Since 1903, when the effect was first discovered, about 20 useful scintillating materials have been discovered. Each has unique light-emitting properties which define and, ultimately, limit the usefulness of each substance.
At LBL, Life Sciences Division researchers Steve Derenzo and Bill Moses believe the potential of scintillators has just begun to be tapped. For the past five years, they have been prospecting for new scintillators. In particular, they are on the hunt for alternative inorganic scintillators, materials that glow when bombarded with gamma rays. To date, they have identified eight new compounds.
Bill Moses (left), Stephen Blankespoor, Steve Derenzo, and Matt Ho designed the tabletop pulsed-x-ray system
Derenzo and Moses are convinced that if human ingenuity is combined with new scintillators, scientists, doctors, and engineers will be able to see into worlds that currently are off-limits.
To cite one example, PET scans, which record biochemical activity in the body, are limited by the performance of available scintillators. PET medical images typically rely on bismuth germanate (BGO) scintillators. LBL's PET scanner, which has the highest resolution in the world, can record structures as small as 2.6 millimeters.
Derenzo and Moses believe they will be able to find scintillators that are perhaps five times brighter and emit light 10 times faster than those now available. This would double the resolution of spatial detail that the LBL instrument can achieve. Additionally, new medical tracers could be used, providing both sharper images and the ability to investigate additional disease processes. The researchers say comparable enhancements are feasible for other scintillator-based detectors.

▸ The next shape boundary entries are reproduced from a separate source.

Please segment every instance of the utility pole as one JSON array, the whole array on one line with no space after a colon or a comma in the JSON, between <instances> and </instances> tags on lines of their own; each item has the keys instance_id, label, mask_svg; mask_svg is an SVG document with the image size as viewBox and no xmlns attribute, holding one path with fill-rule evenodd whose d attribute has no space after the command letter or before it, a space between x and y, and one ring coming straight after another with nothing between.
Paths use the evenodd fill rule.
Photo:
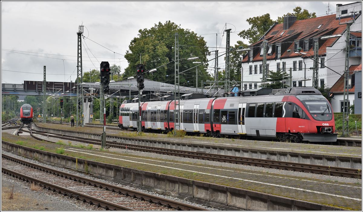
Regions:
<instances>
[{"instance_id":1,"label":"utility pole","mask_svg":"<svg viewBox=\"0 0 363 212\"><path fill-rule=\"evenodd\" d=\"M43 80L43 123L45 123L46 118L46 98L45 96L45 94L46 93L46 81L45 80L45 66L43 66L43 75L44 76L44 80Z\"/></svg>"},{"instance_id":2,"label":"utility pole","mask_svg":"<svg viewBox=\"0 0 363 212\"><path fill-rule=\"evenodd\" d=\"M103 119L102 118L103 106L103 86L101 83L99 83L99 123L103 123Z\"/></svg>"},{"instance_id":3,"label":"utility pole","mask_svg":"<svg viewBox=\"0 0 363 212\"><path fill-rule=\"evenodd\" d=\"M264 45L264 58L262 62L262 87L267 87L267 72L268 70L266 70L266 54L267 53L267 41L264 40L262 41L262 45ZM285 70L284 70L284 71Z\"/></svg>"},{"instance_id":4,"label":"utility pole","mask_svg":"<svg viewBox=\"0 0 363 212\"><path fill-rule=\"evenodd\" d=\"M180 128L180 122L179 118L179 112L180 111L180 105L179 104L180 101L180 93L179 87L179 35L178 32L176 32L174 44L174 60L175 62L174 65L174 80L175 87L174 87L174 136L176 134L176 126ZM178 90L178 95L176 95L177 90ZM178 104L178 113L177 113L176 105ZM176 119L178 119L178 121Z\"/></svg>"},{"instance_id":5,"label":"utility pole","mask_svg":"<svg viewBox=\"0 0 363 212\"><path fill-rule=\"evenodd\" d=\"M78 126L83 126L83 74L82 73L82 35L83 33L83 26L79 26L77 33L78 43L77 51L77 115L76 116L77 124L76 127ZM81 125L81 120L82 124Z\"/></svg>"},{"instance_id":6,"label":"utility pole","mask_svg":"<svg viewBox=\"0 0 363 212\"><path fill-rule=\"evenodd\" d=\"M226 37L226 69L225 74L224 76L224 92L228 92L229 89L229 80L230 79L229 73L229 48L230 46L230 33L232 29L226 29L224 32L227 32L227 36Z\"/></svg>"},{"instance_id":7,"label":"utility pole","mask_svg":"<svg viewBox=\"0 0 363 212\"><path fill-rule=\"evenodd\" d=\"M349 114L349 85L348 81L349 77L349 37L350 23L347 24L347 40L345 47L345 70L344 71L344 91L343 92L343 137L349 136L348 118Z\"/></svg>"},{"instance_id":8,"label":"utility pole","mask_svg":"<svg viewBox=\"0 0 363 212\"><path fill-rule=\"evenodd\" d=\"M313 71L313 87L316 89L319 88L319 80L318 79L318 71L319 65L318 64L318 49L319 48L319 42L317 41L314 42L314 63Z\"/></svg>"}]
</instances>

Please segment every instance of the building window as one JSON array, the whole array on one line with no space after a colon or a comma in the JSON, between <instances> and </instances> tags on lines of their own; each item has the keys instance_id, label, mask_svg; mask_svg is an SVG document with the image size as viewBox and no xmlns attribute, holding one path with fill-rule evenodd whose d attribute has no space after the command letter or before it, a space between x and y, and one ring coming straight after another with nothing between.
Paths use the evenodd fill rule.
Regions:
<instances>
[{"instance_id":1,"label":"building window","mask_svg":"<svg viewBox=\"0 0 363 212\"><path fill-rule=\"evenodd\" d=\"M324 63L325 62L325 58L320 58L320 68L325 68L325 66L324 65Z\"/></svg>"},{"instance_id":2,"label":"building window","mask_svg":"<svg viewBox=\"0 0 363 212\"><path fill-rule=\"evenodd\" d=\"M280 59L281 57L281 46L277 46L276 48L276 59Z\"/></svg>"},{"instance_id":3,"label":"building window","mask_svg":"<svg viewBox=\"0 0 363 212\"><path fill-rule=\"evenodd\" d=\"M272 46L269 46L269 50L267 52L267 53L270 54L272 52Z\"/></svg>"},{"instance_id":4,"label":"building window","mask_svg":"<svg viewBox=\"0 0 363 212\"><path fill-rule=\"evenodd\" d=\"M253 58L253 50L250 50L248 55L249 57L249 61L252 62L252 60Z\"/></svg>"},{"instance_id":5,"label":"building window","mask_svg":"<svg viewBox=\"0 0 363 212\"><path fill-rule=\"evenodd\" d=\"M309 41L306 40L304 43L304 50L308 51L309 50Z\"/></svg>"},{"instance_id":6,"label":"building window","mask_svg":"<svg viewBox=\"0 0 363 212\"><path fill-rule=\"evenodd\" d=\"M320 79L320 87L324 87L324 79Z\"/></svg>"},{"instance_id":7,"label":"building window","mask_svg":"<svg viewBox=\"0 0 363 212\"><path fill-rule=\"evenodd\" d=\"M295 43L295 50L298 51L298 49L299 48L299 43Z\"/></svg>"}]
</instances>

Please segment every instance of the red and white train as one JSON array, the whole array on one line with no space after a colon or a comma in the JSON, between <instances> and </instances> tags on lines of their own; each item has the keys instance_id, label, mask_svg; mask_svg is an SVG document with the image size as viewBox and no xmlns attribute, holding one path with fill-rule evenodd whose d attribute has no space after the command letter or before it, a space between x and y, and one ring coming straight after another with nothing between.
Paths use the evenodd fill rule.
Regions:
<instances>
[{"instance_id":1,"label":"red and white train","mask_svg":"<svg viewBox=\"0 0 363 212\"><path fill-rule=\"evenodd\" d=\"M24 104L20 107L20 119L24 124L33 121L33 107L29 104Z\"/></svg>"},{"instance_id":2,"label":"red and white train","mask_svg":"<svg viewBox=\"0 0 363 212\"><path fill-rule=\"evenodd\" d=\"M143 131L174 129L174 101L140 105ZM330 104L311 87L289 88L273 95L181 100L179 107L180 126L176 129L187 132L297 142L337 141ZM138 108L138 103L124 102L120 107L119 127L137 129Z\"/></svg>"}]
</instances>

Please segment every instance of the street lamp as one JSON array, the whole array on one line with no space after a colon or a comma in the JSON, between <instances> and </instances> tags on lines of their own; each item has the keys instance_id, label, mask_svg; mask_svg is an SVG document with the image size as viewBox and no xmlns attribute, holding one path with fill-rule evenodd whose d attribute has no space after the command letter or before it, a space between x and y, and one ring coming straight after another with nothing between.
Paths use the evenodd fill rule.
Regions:
<instances>
[{"instance_id":1,"label":"street lamp","mask_svg":"<svg viewBox=\"0 0 363 212\"><path fill-rule=\"evenodd\" d=\"M197 64L200 64L202 62L193 62L193 63ZM195 92L196 93L198 92L198 66L197 66L197 70L196 70L196 79L195 81Z\"/></svg>"}]
</instances>

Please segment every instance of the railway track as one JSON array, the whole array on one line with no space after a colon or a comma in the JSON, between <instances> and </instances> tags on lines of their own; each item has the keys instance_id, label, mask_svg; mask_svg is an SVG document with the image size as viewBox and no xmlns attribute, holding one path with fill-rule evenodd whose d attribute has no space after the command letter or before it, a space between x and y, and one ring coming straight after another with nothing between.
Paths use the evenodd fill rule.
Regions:
<instances>
[{"instance_id":1,"label":"railway track","mask_svg":"<svg viewBox=\"0 0 363 212\"><path fill-rule=\"evenodd\" d=\"M61 124L60 122L57 122L56 121L49 121L48 122L48 123L50 123L52 124ZM67 122L63 122L61 124L65 124L68 125L70 125L70 123L68 123ZM86 124L85 126L87 127L97 127L97 128L101 128L103 127L103 125L98 124L91 124L94 125L93 126L89 125L89 124ZM110 129L111 130L122 130L125 131L126 130L122 129L121 128L119 128L116 125L106 125L106 128L107 129ZM254 140L255 140L256 138L254 138ZM314 143L311 143L311 144L314 144ZM330 143L325 143L322 142L322 143L319 143L319 144L323 144L325 145L338 145L338 146L354 146L354 147L362 147L362 140L360 139L347 139L346 138L338 138L337 142L330 142Z\"/></svg>"},{"instance_id":2,"label":"railway track","mask_svg":"<svg viewBox=\"0 0 363 212\"><path fill-rule=\"evenodd\" d=\"M201 211L205 208L48 168L2 154L3 172L107 210Z\"/></svg>"},{"instance_id":3,"label":"railway track","mask_svg":"<svg viewBox=\"0 0 363 212\"><path fill-rule=\"evenodd\" d=\"M30 135L36 139L46 140L34 135L36 134L45 136L68 139L93 144L101 145L99 140L88 138L80 138L76 136L56 133L46 132L29 129ZM23 129L21 130L24 131ZM50 142L52 142L48 140ZM54 142L53 142L54 143ZM162 154L179 157L187 157L203 160L219 161L243 165L249 165L265 168L271 168L284 170L307 172L321 174L362 178L362 170L348 168L332 167L325 166L311 165L304 163L278 161L272 160L256 159L219 155L204 152L195 152L152 147L142 145L125 144L107 141L106 144L110 147L124 148L148 152Z\"/></svg>"}]
</instances>

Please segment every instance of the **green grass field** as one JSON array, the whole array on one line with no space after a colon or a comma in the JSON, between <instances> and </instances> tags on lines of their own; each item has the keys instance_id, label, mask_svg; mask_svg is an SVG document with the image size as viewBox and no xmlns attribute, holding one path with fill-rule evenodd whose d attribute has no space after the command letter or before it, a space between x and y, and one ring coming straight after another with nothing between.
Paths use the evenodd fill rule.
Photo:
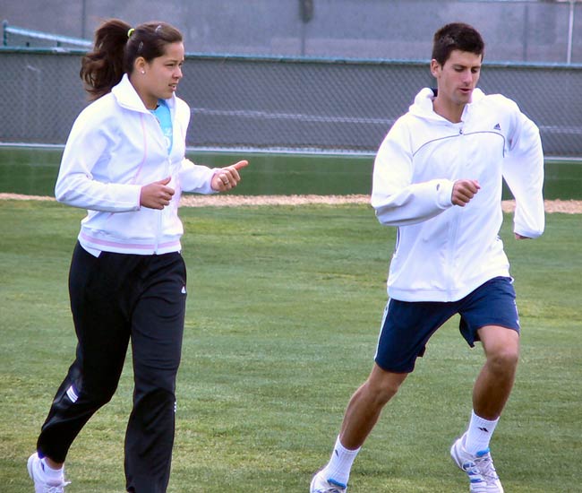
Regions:
<instances>
[{"instance_id":1,"label":"green grass field","mask_svg":"<svg viewBox=\"0 0 582 493\"><path fill-rule=\"evenodd\" d=\"M73 357L66 279L83 211L0 203L0 490L31 491L34 450ZM303 492L327 462L372 367L394 229L367 206L183 209L189 306L169 492ZM506 216L523 337L518 382L492 443L508 493L580 491L582 228L552 214L517 242ZM458 320L358 456L350 493L466 492L450 461L483 362ZM124 490L131 368L83 429L67 492Z\"/></svg>"}]
</instances>

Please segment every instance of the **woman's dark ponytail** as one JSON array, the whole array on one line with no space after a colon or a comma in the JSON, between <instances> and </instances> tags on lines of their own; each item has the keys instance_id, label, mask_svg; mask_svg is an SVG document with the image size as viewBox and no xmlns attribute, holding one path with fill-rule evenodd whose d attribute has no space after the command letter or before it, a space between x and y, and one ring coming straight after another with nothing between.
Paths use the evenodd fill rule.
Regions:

Until Derenzo and Moses took on this mission, the search for better scintillators depended upon serendipity.
"Scintillator detectors use crystals," explains Derenzo. "Those of us interested in scintillators were always on the lookout for unusual crystal materials. We would wait for a crystal to fall into our lap and then test it. Unfortunately, relatively few compounds exist as natural crystals, so researchers would try to synthetically crystallize a compound. Millions of dollars and many years can be spent figuring out how to create these crystals. Then the moment of truth arrives: You test it and discover whether you have a new scintillator or a dud."

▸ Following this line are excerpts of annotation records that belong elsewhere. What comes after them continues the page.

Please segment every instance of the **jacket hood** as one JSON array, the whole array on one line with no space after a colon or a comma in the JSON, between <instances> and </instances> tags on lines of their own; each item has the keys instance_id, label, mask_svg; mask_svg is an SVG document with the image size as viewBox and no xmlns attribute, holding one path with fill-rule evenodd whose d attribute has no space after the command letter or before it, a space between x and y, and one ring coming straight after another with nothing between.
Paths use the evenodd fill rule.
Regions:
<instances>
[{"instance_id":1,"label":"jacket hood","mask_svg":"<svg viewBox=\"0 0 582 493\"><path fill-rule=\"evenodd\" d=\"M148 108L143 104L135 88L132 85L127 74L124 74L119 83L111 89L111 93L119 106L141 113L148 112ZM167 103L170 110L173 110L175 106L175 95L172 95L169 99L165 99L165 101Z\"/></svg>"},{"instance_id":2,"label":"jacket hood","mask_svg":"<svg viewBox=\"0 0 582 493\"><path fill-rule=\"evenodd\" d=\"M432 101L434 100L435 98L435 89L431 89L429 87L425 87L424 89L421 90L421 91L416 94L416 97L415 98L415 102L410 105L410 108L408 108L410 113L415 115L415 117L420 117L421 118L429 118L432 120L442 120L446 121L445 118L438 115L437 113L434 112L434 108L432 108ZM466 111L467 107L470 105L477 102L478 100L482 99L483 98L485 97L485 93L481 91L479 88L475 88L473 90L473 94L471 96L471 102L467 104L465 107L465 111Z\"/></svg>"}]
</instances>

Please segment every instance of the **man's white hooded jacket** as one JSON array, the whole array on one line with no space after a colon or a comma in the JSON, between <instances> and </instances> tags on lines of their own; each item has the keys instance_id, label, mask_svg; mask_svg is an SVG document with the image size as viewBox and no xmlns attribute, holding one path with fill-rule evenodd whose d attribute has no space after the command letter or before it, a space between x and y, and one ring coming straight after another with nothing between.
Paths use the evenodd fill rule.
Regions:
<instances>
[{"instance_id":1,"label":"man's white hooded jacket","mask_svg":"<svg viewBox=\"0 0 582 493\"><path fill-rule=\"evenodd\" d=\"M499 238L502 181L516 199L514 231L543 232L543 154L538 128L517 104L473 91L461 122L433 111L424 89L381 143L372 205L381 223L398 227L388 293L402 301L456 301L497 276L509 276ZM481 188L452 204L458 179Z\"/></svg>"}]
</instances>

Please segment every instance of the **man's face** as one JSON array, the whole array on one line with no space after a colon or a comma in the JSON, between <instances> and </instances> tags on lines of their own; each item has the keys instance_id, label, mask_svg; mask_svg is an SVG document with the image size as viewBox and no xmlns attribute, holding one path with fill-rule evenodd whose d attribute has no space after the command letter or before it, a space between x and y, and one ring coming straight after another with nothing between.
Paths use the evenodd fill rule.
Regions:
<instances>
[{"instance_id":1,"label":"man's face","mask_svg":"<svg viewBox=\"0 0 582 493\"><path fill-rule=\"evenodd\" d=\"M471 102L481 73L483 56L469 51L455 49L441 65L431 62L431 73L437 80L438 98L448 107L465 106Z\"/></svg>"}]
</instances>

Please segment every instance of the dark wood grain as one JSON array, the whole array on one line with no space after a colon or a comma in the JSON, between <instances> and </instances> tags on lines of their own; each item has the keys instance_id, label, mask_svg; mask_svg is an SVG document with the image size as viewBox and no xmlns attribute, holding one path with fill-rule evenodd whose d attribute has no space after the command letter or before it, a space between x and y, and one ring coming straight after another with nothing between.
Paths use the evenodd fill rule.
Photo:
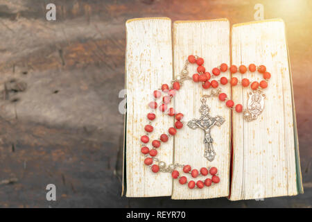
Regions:
<instances>
[{"instance_id":1,"label":"dark wood grain","mask_svg":"<svg viewBox=\"0 0 312 222\"><path fill-rule=\"evenodd\" d=\"M57 20L48 22L44 1L1 1L0 207L311 207L312 3L295 2L51 0ZM286 24L305 194L238 202L121 197L125 21L227 17L235 24L253 20L257 3L266 19ZM24 90L8 89L12 83ZM46 200L49 183L57 201Z\"/></svg>"}]
</instances>

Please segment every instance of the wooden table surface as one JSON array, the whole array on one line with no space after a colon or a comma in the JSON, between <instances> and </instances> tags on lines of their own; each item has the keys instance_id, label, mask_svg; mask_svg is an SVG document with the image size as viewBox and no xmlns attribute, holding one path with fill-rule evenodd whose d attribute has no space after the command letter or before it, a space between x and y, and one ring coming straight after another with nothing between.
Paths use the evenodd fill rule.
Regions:
<instances>
[{"instance_id":1,"label":"wooden table surface","mask_svg":"<svg viewBox=\"0 0 312 222\"><path fill-rule=\"evenodd\" d=\"M311 1L0 1L0 207L311 207ZM281 17L287 28L304 194L265 201L121 196L125 22ZM55 184L57 200L47 201Z\"/></svg>"}]
</instances>

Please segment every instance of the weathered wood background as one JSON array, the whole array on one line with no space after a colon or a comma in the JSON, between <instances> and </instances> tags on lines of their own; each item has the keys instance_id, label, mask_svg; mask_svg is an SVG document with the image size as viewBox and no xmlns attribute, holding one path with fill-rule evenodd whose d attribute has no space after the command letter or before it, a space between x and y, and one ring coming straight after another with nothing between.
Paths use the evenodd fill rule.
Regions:
<instances>
[{"instance_id":1,"label":"weathered wood background","mask_svg":"<svg viewBox=\"0 0 312 222\"><path fill-rule=\"evenodd\" d=\"M49 3L57 20L45 19ZM121 197L125 22L227 17L286 24L305 193L265 201ZM310 1L0 0L0 207L311 207ZM57 201L46 201L53 183Z\"/></svg>"}]
</instances>

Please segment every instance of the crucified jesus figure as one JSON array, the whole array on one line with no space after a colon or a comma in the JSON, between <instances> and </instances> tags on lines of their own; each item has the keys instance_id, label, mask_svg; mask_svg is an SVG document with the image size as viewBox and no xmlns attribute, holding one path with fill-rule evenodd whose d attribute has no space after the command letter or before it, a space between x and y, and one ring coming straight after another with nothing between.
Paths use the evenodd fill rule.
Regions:
<instances>
[{"instance_id":1,"label":"crucified jesus figure","mask_svg":"<svg viewBox=\"0 0 312 222\"><path fill-rule=\"evenodd\" d=\"M193 119L187 123L187 126L191 129L196 129L198 128L201 128L205 132L205 157L209 160L212 161L216 156L216 152L214 149L212 143L214 139L210 135L211 128L216 125L218 126L221 126L225 122L223 117L220 116L216 116L212 117L209 115L210 109L208 105L206 105L206 99L202 98L202 105L199 110L201 116L200 119Z\"/></svg>"}]
</instances>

The element of surprise may be unavoidable. Almost every scintillator discovered seems to emit light through its own unique physical mechanisms. As of now, scientists cannot reliably predict what materials are going to be good scintillators. Despite this obstacle, the LBL researchers have devised a better way to look for the flash of scintillation.
"Our approach doesn't require crystal samples," said Moses. "We are able to use powders, which are more accessible. Tens of thousands of compounds can easily be formulated as powders. The range of materials that we can test is unprecedented."
A combination of properties determines the usefulness and limitations of a scintillator.
To begin with, gamma rays are highly penetrating, so the material must have stopping power. Otherwise, no interactions will occur that cause the material to emit light. To stop gamma rays, the scintillator material must be dense and have a relatively high atomic number. Alternatively, a thick section of material can be used, but this can be expensive. Worse, the thicker the material, the lower the resolution of the images produced by the scintillator detector.
Light output or brightness is a second critical quality. Derenzo and Moses are looking for materials that are relatively efficient at transforming ionizing energy into photons. The most efficient known inorganic scintillator, sodium iodide, emits 10 percent of the ionizing energy as light. Bismuth germanate, the material most commonly used to create PET scans, has an efficiency of only two percent.
Some materials are faster light-emitters than others. Generally, the shorter the time between the arrival of incoming gamma rays and the resultant flash, the less blurry the image.